The first season was actually pretty decent. Season 1 was to establish the way their relationship is and the hardships they have dealt with. Season 2 was to further depict their hardships with each other. From the first second of the season, we know that Kate and Tully are finally going to have something break them. The thing is it wasn’t much of a mystery. As their characters don’t have much to them, we know what could drive a wedge between them. 

Firefly Lane Season 2 Part 1 Review & Summary - The Movie Culture

Even though everything about the series is highly predictable, the way the season was edited was painfully confusing. The shocking part was that this is exactly how season 1 is created. How did the same format go so wrong? It is because this season relied too much on shifting times.  The series happens in 4 different time periods. During Tully and Kate’s teens; their initial years at KPOC; a few months before THE FIGHT and THE FIGHT. Season 1 had a good breakdown between these timelines and wasn’t too hasty with the transitions to them. In season 2, the creators seemed to be in rush to time travel. It made the story super hasty. 

The biggest flaw in the season was a predictable and super hasty story but even the cast did a sublime job. Katherine Heigl who normally does such a great job with admittedly similar roles did a hysterical take on Tully. Sarah Chalke was absolutely phenomenal with Kate but there wasn’t much to the character. They could have done so much but got away with a lazy and dragged-on plot. One thing that is truly remarkable about the show was that they did not do away with the trauma Johnny Ryan went through after the war reporting in Iraq. The show does well with mental health issues and does not speed out the recovery. He does soon become just a love interest for Kate but it’s okay. Ben Lawson was cast to be an eye candy. 

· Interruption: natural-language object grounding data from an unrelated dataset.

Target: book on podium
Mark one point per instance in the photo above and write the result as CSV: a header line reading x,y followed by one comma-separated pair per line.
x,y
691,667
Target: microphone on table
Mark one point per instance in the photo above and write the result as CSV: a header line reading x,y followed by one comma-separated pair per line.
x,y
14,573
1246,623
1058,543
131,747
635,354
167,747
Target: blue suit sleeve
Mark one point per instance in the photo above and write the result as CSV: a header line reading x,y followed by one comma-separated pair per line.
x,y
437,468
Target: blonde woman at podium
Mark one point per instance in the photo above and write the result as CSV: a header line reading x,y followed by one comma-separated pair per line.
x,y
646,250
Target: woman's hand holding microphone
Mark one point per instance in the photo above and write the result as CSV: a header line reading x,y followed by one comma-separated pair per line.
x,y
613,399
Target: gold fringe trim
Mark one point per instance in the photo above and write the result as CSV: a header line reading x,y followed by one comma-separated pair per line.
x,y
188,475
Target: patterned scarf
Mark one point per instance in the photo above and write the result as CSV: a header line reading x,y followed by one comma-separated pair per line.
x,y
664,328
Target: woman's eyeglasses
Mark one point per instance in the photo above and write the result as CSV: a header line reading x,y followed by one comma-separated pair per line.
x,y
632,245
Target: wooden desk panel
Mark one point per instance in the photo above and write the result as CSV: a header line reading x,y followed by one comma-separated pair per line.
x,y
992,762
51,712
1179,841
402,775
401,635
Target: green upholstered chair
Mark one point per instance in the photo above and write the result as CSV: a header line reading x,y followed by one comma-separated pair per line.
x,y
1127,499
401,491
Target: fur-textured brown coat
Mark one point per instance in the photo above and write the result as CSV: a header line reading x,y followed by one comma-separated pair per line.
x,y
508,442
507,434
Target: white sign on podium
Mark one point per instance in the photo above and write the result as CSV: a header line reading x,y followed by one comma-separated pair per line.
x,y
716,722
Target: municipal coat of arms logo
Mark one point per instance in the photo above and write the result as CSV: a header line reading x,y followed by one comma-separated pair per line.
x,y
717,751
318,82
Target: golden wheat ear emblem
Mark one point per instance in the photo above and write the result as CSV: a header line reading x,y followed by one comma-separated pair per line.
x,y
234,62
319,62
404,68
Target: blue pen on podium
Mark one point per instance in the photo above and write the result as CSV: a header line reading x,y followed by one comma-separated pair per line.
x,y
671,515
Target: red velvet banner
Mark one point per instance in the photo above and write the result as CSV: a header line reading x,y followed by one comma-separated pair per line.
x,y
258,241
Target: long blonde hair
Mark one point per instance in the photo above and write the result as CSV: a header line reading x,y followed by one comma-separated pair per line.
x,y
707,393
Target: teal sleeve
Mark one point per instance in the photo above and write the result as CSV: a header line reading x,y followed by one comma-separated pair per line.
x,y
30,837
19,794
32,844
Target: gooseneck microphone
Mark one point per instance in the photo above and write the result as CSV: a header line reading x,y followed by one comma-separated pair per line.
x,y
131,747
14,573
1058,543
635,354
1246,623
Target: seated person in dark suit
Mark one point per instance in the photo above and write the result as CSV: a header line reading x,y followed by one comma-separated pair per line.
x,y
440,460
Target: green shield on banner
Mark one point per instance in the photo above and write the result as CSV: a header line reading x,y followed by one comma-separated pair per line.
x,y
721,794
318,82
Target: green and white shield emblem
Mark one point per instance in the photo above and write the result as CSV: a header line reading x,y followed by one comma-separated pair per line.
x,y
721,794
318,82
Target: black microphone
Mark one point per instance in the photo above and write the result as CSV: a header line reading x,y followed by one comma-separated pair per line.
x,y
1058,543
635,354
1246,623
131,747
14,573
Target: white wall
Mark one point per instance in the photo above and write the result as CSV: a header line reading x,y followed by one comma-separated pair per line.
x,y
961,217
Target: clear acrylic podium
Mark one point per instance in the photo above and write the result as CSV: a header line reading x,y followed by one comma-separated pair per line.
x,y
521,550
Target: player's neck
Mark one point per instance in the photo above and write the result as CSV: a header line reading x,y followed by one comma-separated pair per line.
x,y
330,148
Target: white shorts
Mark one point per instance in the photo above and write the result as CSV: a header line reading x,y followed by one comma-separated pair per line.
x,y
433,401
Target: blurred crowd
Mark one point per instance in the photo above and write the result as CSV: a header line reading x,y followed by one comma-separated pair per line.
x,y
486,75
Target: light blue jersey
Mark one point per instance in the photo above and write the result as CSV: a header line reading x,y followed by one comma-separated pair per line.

As this was just Part 1, there is a chance for a recovery in Part 2. Season 1 was too great for the story to spiral down too low. It missed multiple marks but the ending did show a potential to catch up. On a plus side, the series maintains beautiful sets. It is an aesthetic show that maximizes on nostalgic sets. The outfits are peak fashion of the times they are set in. From haircuts that did not age well to bright neon eye lines. They covered all bases. 

The Movie Culture Synopsis

In conclusion, season 1 was great but season 2 missed the mark by a lot. Katherine Heigl seemed to miss the assignment and the story felt too hasty. Yet, the series covers in detail the hardships of PTSD and it has some beautiful scenes. It has heartwarming relationships and the nostalgia of the 70s. In addition, it also sets up the second part well, leaving the audience with anticipation for the ending. For the hope of part 2 to be great, I would not stop people from watching Season 2 Part 1.